Abstracts - Fall 2008


Using Metadata to Find Relevant Data in the e-Science Haystack

Scott Jensen

Indiana University, Ph.D. Candidate

As scientists increasingly have access to powerful computational grids through e-science portals, huge volumes of valuable scientific data are being generated. Being able to reuse this data for validation of experimental results and further research is crucial to the advancement of science - resulting in an increasing need for accurate and detailed metadata. Scientific communities use detailed XML schemas to describe their data, and our research looks at the characteristics of these metadata schemas - how they differ from general XML and how these differences can be exploited to address the particular requirements of scientists and enable scientific communities to easily catalog and search their data using the schema of their domain.


The Web is Smaller than it Seems

Craig Shue

Indiana University, Ph.D. Candidate

The Web has grown beyond anyone's imagination. While significant research has been devoted to understanding aspects of the Web from the perspective of the documents that comprise it, we have little data on the relationship among servers that comprise the Web. In this talk, we explore the extent to which Web servers are co-located with other Web servers in the Internet. In terms of the location of servers, we find that the Web is surprisingly smaller than it seems. This has important implications for the availability of Web servers in case of DoS attacks and blocklisting.


Beyond Reproducibility: Using Provenance to Streamline Data Exploration through Workflows

Dr. Juliana Freire

University of Utah

To analyze and understand the growing wealth of scientific data, complex computational processes need to be assembled, often requiring the combination of loosely-coupled resources, specialized libraries, distributed computing infrastructure, and Web services. Workflow (and workflow-based) systems have recently emerged as an alternative to ad-hoc approaches to constructing computational tasks widely used in the scientific community. But although the benefits of using workflow systems are well known, the fact that workflows are hard to create and maintain has been a major barrier to wider adoption of this technology in the scientific domain. This is especially true for exploratory analysis tasks, where the path from data to insight requires a laborious, trial-and-error process, where users successively assemble, modify, and execute multiple workflows.
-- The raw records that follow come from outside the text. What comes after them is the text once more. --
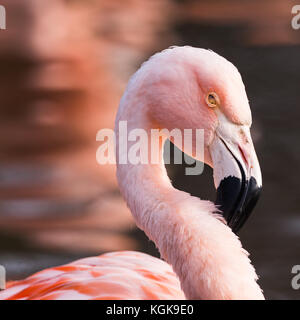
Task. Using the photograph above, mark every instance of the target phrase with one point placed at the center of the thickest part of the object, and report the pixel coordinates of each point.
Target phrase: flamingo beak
(237, 174)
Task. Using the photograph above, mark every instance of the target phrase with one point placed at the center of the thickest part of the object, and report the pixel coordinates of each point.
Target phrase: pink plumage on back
(112, 276)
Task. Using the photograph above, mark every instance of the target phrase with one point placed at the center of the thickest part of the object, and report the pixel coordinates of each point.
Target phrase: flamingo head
(192, 88)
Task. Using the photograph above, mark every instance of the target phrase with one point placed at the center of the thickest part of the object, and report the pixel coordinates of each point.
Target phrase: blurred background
(64, 65)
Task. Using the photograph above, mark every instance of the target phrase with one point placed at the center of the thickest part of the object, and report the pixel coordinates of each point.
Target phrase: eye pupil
(212, 100)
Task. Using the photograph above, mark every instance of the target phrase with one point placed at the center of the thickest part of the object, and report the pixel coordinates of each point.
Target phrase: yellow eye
(213, 100)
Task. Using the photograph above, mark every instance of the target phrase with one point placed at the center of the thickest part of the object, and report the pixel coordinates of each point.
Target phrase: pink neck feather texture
(205, 254)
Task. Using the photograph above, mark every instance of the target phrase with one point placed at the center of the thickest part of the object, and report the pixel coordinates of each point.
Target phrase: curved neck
(204, 253)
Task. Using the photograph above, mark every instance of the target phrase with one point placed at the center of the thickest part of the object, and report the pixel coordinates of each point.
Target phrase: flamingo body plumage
(112, 276)
(204, 258)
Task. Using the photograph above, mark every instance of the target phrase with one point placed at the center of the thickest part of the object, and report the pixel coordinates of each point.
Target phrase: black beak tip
(236, 200)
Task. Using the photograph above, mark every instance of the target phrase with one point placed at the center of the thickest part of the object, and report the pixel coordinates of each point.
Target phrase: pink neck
(205, 254)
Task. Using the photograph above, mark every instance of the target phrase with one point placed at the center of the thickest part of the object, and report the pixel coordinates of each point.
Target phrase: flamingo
(180, 87)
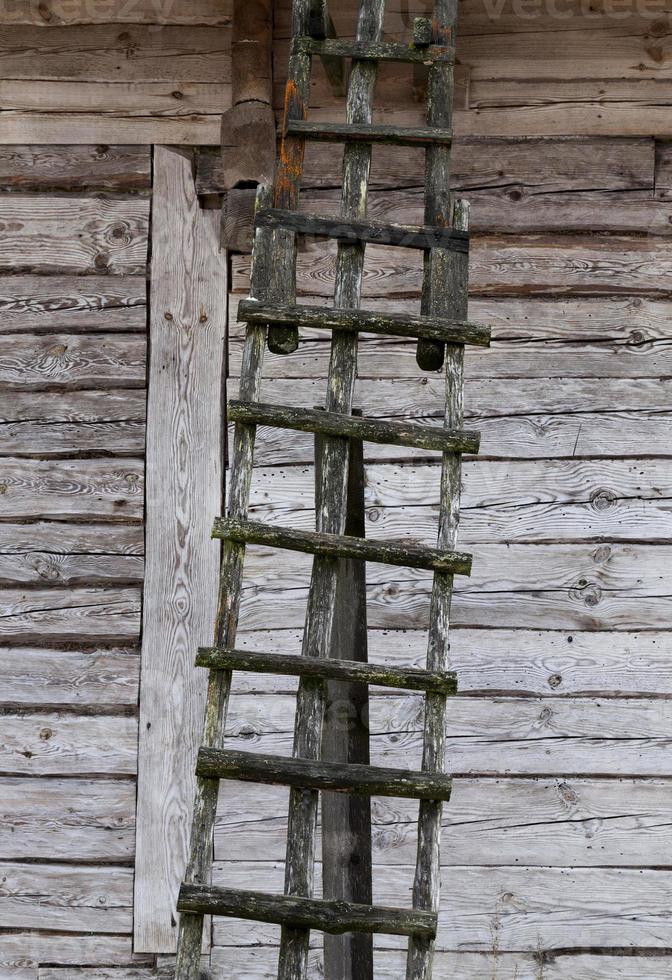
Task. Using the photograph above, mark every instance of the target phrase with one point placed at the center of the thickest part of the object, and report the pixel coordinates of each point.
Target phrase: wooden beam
(188, 302)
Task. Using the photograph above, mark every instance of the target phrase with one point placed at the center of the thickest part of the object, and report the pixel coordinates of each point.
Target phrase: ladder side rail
(199, 865)
(440, 94)
(287, 184)
(448, 290)
(331, 515)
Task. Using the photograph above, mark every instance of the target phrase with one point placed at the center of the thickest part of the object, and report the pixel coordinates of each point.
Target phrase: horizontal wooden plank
(68, 423)
(60, 615)
(494, 736)
(35, 947)
(478, 17)
(67, 819)
(600, 906)
(551, 822)
(486, 163)
(44, 168)
(64, 898)
(551, 663)
(559, 586)
(83, 127)
(62, 12)
(330, 545)
(598, 435)
(619, 505)
(72, 303)
(74, 360)
(335, 917)
(421, 397)
(578, 119)
(576, 265)
(172, 97)
(555, 318)
(521, 210)
(504, 359)
(362, 780)
(41, 676)
(86, 489)
(56, 744)
(110, 52)
(44, 233)
(260, 963)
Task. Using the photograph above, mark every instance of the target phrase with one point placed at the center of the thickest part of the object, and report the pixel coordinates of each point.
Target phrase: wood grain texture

We advocate a data-centric view of workflow-based computational processes, where provenance of exploratory processes is captured through the workflow specifications, information about their evolution and impact on the data they manipulate. In this talk, we discuss how this detailed provenance information can be used to provide intuitive interfaces and tools that support collaborative analysis of scientific data. In particular, we will present a query-by-example interface for querying workflows whereby users query workflows through the same familiar interface they use to create them; a mechanism for semi-automatically creating and refining workflows by analogy, without requiring users to directly manipulate or edit the workflow specifications; and a recommendation system that guides users through the workflow design process by automatically suggesting completions based on a database of previously created workflows. We will also demonstrate how these tools have been implemented and can be used in VisTrails (http://www.vistrails.org), an open-source provenance management system.

Joint work with Claudio T. Silva, Erik Anderson, Steven P. Callahan, Tommy Ellkvist, David Koop, Lauro Lins, Emanuele Santos, Carlos E. Scheidegger and Huy T. Vo.


Databases 'R 'Us: A Turning Point in Database Research?

Dr. Antonio Badia

University of Louisville

There is considerable talk in the database research community that we are at a turning point, and that a new agenda should refocus efforts into non-traditional areas. But, what are these new areas? How should database research play a role on it? And, more importantly, if there are out there areas in which databases should play an important role, how did we get to this point, where databases are not a player? In this talk we present our viewpoint on how we got to this situation and some of the things we should be doing to get out of it. We argue that database research has taken too narrow a view of the phenomenon of information flow. We make the ideas concrete by presenting some new research projects. All such projects involve the basic idea of collaboration: collaboration among the users of a database (which form, implicitly or explicitly, a community, and can therefore be analyzed with tools developed lately in Social Network Theory and related fields), and collaboration between users and the database: the users are no longer passive recipients of whatever data the database offers to them, but they should have the ability to annotate the database (influencing not only content but also structure) or to direct the way the data is treated (creating workflows that control information processing). Clearly, some research in this areas already exists, but it is now taking certain stage and reaching further, as applications like e-science come to dominate the landscape and demand that databases relinquish the absolute control of the data that they enjoyed so far.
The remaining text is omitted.